Hoy, seas una multinacional o una PYME, es posible que tengas que hacer algún traslado nacional o internacional a lo largo del año. En coche, tren o avión. Lo que supone horas ‘perdidas’ sobre todo en el primer y el último medio de transporte, por mor de no poder mirar el móvil mientras se conduce o se vuela.
Existe, además, una estirpe de ‘súper jefes’ que están 100 días al año fuera de sus oficinas. Lo que, haciendo números, supone casi el cincuenta por ciento del tiempo laboral anual. No sé si alguien lo ha calculado en estos términos, pero los fines de semana suponen un asueto de 97 días al año, sin contar los del mes de vacaciones. Si unimos a todo ello festividades y puentes, estamos en 150 jornadas de descanso, por lo que quedan 215 de actividad. Resten. Es fácil.
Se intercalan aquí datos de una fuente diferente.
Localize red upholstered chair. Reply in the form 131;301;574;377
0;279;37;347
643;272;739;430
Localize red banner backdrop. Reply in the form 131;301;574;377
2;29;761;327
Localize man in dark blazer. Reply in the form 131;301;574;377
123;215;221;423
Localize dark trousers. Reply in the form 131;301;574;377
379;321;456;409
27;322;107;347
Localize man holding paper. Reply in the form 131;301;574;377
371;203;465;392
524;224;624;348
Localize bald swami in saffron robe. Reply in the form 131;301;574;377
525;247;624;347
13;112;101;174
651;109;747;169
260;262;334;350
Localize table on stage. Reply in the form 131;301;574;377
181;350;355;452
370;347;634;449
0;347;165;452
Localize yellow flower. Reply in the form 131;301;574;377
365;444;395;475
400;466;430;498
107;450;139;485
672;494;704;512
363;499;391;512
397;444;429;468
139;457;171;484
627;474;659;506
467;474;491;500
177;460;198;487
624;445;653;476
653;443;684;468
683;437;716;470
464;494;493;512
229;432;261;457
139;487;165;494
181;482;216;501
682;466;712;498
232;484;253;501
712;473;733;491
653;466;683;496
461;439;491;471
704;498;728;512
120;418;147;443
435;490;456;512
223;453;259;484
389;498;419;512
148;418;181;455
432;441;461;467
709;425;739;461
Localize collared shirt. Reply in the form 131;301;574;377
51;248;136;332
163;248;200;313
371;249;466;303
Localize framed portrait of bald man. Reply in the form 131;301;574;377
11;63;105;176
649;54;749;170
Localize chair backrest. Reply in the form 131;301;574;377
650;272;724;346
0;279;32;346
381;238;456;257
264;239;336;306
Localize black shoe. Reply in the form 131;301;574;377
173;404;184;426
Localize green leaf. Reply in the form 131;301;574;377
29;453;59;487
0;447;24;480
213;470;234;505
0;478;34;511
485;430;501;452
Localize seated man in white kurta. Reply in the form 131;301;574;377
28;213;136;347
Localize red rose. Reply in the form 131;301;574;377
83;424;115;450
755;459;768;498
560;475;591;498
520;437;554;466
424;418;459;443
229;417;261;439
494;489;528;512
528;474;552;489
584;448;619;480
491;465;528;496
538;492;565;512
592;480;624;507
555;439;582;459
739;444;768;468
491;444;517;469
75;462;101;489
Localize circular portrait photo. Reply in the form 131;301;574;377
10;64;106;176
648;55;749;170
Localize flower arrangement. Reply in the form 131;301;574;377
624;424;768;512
Ahora pueden escudarse en que a través del smartphone, las tablets o los ordenadores pueden estar hiperconectados allá donde se encuentren, pero no hace ni 10 años que esto era imposible. Lo que no significa que no trabajaran, pero sí evidencia que entre el tiempo de desplazamiento, los descansos, las comidas y las cenas, obviamente se realizaban reuniones maratonianas pero no exhaustivas hasta el punto de completar una jornada entera.
Y aun así, ellos mismos demostraban que no hacía falta estar presente en un despacho no sólo para trabajar, sino incluso para dirigir una compañía. Y eran la prueba viviente de que los horarios continuos eran y son absurdos, pues nadie ponía en duda la efectividad y valor de sus actividades.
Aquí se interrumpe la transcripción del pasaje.